Identifying Robust Neural Pathways: Few-Shot Adversarial Mask Tuning for Vision-Language Models

Recent vision-language models (VLMs), such as CLIP, have demonstrated remarkable transferability across a wide range of downstream tasks by effectively leveraging the joint text-image embedding space, even with only a few data samples. Despite their impressive performance, these models remain vulnerable to adversarial attacks, raising significant concerns about their security and reliability in practical deployments. To address this issue, we propose Adversarial Mask Tuning (AdvMask), a method that effectively enhances the robustness of VLMs without directly modifying their pre-trained weights. Instead, our AdvMask learns a set of binary masks that selectively deactivate model parameters vulnerable to adversarial perturbations.

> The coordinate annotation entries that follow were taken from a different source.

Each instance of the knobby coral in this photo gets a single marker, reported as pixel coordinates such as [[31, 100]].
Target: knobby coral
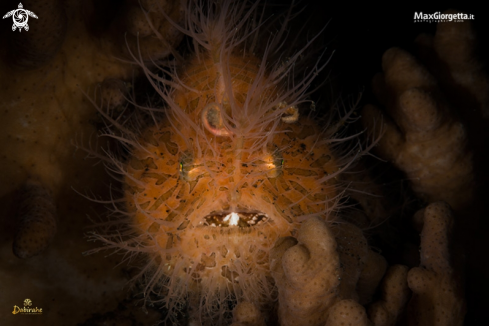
[[326, 273]]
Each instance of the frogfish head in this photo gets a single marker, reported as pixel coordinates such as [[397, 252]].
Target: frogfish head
[[229, 168]]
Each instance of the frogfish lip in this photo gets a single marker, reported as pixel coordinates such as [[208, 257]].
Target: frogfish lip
[[235, 219]]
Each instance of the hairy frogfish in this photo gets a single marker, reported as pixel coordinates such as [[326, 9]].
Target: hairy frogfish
[[228, 164]]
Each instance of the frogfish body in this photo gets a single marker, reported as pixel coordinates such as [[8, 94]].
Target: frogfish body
[[229, 168]]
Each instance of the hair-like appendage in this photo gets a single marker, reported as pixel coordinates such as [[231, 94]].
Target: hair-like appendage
[[225, 167]]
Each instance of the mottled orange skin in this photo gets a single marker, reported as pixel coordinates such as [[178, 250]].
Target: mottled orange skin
[[181, 172]]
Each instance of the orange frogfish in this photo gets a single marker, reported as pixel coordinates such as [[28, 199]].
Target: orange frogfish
[[225, 167]]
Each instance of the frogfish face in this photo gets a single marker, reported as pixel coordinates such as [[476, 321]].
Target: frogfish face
[[211, 187]]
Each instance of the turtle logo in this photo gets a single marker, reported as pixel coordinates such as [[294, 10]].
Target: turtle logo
[[20, 17]]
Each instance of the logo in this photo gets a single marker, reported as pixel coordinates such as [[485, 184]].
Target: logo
[[438, 17], [20, 17], [27, 310]]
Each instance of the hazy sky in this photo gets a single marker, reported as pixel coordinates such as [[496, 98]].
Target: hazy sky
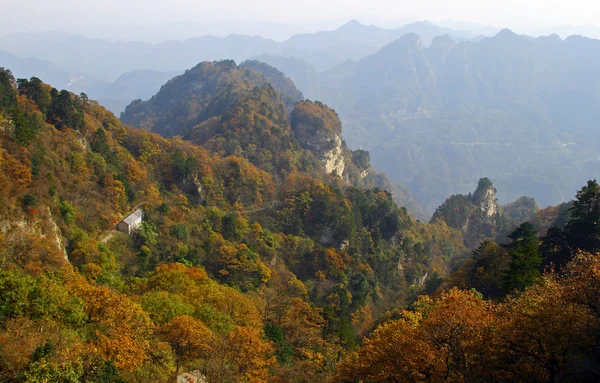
[[85, 15]]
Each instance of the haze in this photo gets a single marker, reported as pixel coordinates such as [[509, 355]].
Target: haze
[[159, 20]]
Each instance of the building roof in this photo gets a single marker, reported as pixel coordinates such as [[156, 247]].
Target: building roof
[[134, 217]]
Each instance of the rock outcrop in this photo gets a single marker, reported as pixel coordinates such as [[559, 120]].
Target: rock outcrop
[[477, 215], [319, 129]]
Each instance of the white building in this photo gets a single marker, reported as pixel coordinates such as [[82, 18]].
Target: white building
[[131, 222]]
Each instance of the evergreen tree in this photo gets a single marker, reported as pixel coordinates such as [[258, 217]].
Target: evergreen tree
[[583, 227], [525, 258]]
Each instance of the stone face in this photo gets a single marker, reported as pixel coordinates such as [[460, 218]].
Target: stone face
[[333, 160], [318, 129], [485, 198]]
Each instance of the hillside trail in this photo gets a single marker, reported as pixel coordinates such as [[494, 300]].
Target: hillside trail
[[107, 235]]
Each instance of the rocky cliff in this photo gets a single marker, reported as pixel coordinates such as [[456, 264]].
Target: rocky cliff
[[318, 129], [477, 215]]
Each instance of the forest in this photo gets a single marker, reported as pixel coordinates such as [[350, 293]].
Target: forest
[[255, 264]]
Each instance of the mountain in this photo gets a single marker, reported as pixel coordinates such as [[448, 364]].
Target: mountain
[[208, 103], [437, 118], [353, 41], [305, 76], [249, 250], [108, 59], [140, 84], [74, 81]]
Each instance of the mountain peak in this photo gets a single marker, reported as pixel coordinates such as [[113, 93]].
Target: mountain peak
[[506, 34], [351, 25]]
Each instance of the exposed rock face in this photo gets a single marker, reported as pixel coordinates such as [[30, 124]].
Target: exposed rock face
[[318, 129], [485, 198], [332, 160], [477, 215]]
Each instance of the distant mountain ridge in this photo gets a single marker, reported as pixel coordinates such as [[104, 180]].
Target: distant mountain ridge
[[107, 60], [436, 118]]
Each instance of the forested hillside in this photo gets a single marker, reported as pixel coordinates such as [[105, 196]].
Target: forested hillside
[[244, 268], [438, 117]]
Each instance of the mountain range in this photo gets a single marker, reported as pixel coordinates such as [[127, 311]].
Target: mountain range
[[436, 118], [438, 108]]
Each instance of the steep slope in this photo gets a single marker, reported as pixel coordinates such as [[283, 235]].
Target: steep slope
[[477, 215], [200, 93], [140, 84], [231, 262], [438, 118]]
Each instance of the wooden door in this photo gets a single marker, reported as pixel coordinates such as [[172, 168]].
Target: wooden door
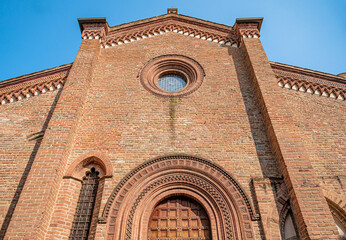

By identifying robust neural pathways within the vision encoder, AdvMask facilitates the generation of features and predictions that are resistant to adversarial attacks. Furthermore, we introduce a Layer-wise Adaptive Feature Alignment (LAFA) loss, specifically designed to optimize AdvMask in few-shot scenarios. The LAFA loss adaptively aligns intermediate-layer features from clean and adversarial samples across each transformer block, enhancing the representational robustness of the model. Experimental results across multiple benchmarks confirm that our AdvMask approach substantially outperforms existing adversarial tuning techniques for VLMs, especially in few-shot settings.